10代から50代まで、男女比、片思い、両思い問わずです。
私も過去の後悔から脱却できずに、長年引きずり続けたり、今でも数十年前の恋愛が夢に出てきて、なんとも言えない気持ちに駆られることもあります。
今回は、そんな忘れられない恋愛が、なぜ忘れられずにいるのか、そしてどうしたら前に進めるのかについて考えるヒントになればと思い、心理学の視点も踏まえてコラムを書きました。
結論から申し上げると、「未完結」という要素が非常に大きい可能性が高いです。
どういうことかと言うと、以下のようなシチュエーションであるからです。
・告白したけれども、振られてしまって、恋人にはなれなかった。
・完全に気持ちが切り替われないまま別れることになった。
・やり取りをしていい感じだと思っていたのに、ある日から態度が急変してそっけなくなってしまった。
全て、ハッピーエンドを迎えることなく、自分の気持ちが置き去りになってしまったまま、相手と距離が開いてしまった、または気持ちが成就しなかったというようなケースです。
気持ちが満たされないまま、特にお互いの良い記憶が残ったまま関係性が遮断されてしまうと、脳内では、「未完成なまま過去が美化されてしまう」という傾向があります。
心理学用語では、”ツァイガルニク効果”と言い、続きが気になって仕方がなく、脳内をグルグル山手線のように回里続けているような状況のようです。
参照:ツァイガルニク効果とは?恋愛&仕事で役立つ「続きが気になる!」と思わせる心理学を解説
https://note.enito.co.jp/n/n786395f6dc5e
何が言いたいのかと言いますと、未完成で終わった出来事や関係というものは、いつまでも脳内に美しく残ってしまうという脳の特性であることです。

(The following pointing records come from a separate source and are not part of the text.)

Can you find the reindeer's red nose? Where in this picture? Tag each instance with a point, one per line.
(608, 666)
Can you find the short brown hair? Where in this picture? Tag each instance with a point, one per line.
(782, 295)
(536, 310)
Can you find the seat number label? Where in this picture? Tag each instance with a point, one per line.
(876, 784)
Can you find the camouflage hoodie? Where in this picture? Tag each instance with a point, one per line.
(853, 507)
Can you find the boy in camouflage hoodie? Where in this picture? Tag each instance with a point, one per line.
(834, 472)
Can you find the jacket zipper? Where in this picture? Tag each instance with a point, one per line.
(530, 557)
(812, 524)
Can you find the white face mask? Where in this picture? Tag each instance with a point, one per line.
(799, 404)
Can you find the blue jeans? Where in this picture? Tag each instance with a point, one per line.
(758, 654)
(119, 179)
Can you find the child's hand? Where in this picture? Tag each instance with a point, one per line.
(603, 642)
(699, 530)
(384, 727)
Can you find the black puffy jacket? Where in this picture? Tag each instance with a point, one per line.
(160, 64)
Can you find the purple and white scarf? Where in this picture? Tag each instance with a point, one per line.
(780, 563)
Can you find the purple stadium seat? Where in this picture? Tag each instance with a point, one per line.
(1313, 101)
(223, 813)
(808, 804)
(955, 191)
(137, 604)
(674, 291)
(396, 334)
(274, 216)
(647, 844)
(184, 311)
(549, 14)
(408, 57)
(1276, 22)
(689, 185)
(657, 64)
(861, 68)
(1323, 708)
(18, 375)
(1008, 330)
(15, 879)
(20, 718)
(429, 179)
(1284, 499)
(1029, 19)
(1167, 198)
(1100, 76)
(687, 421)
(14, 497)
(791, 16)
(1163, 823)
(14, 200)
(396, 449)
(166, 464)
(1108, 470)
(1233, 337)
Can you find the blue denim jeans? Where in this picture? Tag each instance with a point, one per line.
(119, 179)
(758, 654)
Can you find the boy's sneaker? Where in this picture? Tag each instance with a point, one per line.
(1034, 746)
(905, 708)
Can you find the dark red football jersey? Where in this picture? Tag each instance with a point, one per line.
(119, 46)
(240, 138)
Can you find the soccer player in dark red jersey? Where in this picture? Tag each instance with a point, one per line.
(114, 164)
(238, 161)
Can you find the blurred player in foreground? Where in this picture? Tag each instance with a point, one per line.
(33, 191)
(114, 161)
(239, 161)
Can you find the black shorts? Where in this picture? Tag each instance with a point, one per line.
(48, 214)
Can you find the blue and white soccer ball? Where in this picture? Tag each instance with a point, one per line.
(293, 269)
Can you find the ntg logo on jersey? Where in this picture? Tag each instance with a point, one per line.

自分の気持ちが未練たらしいからとか、気にしすぎだからとか、努力や根性だけで塗り替えられるものではなく、脳の構造的に発動し続けていることを意識することで、少しでも楽になれるかもしれません。
では、どうしたら、その未完成状態から脱却することができるのか、という解決法についてですよね。
一つには、「未完成状態を完成させてみる」という直接的解決法が考えられます。
どういうことかと言いますと、例えば告白して断られたのだとしたら、諦めずに何度も気持ちを伝え続けて、成就するまで諦めないということです。
そうすることで新しい局面に進むことができて、告白成就以前の悶々とした気持ちを抱えずに済むようになるかもしれません。
ですが、十中八九の方が、「それができれば苦労しないよ」とツッコみたくなっていることだと想像しています。確かに、そんな簡単に現状が打開できないから苦しみ続けているのですよね。
二つ目には、「過去から脱却することを諦める」という思考、視点の切り替えについてです。
前述したように、未完な記憶は美化されやすく、自分の思い込みや気持ちのスイッチをOFFにしようとしても、そう簡単に変えられるものではありません。
そして、美化されているという感覚が要で、実際は辛いことやしんどいこともあったはずで、自分が選択した何からの事情があったのも事実なはずです。
結果的に上手く行かない未来に進んでしまったように感じているかもしれませんが、あなた様が取った選択肢が間違っていたわけではないと私は思っています。
自己中心的だけではなくて、お相手のことも思っていたからこそ取った行動であったのではないでしょうか。
今が上手く行っていないようだと、あの頃に目を向けて、IFストーリーを描いたり、過去を回顧しては、思い出に浸ってしまうのは、私も何百回以上も経験しているので痛いほどわかります。
ただ、そういう過去があったし、美化されているところもあるかもしれない。
ただただそう感じて、なんとか忘れようとしたり、記憶を強制的にアップデートしようとしないことで、意識する時間は減って行くと思います。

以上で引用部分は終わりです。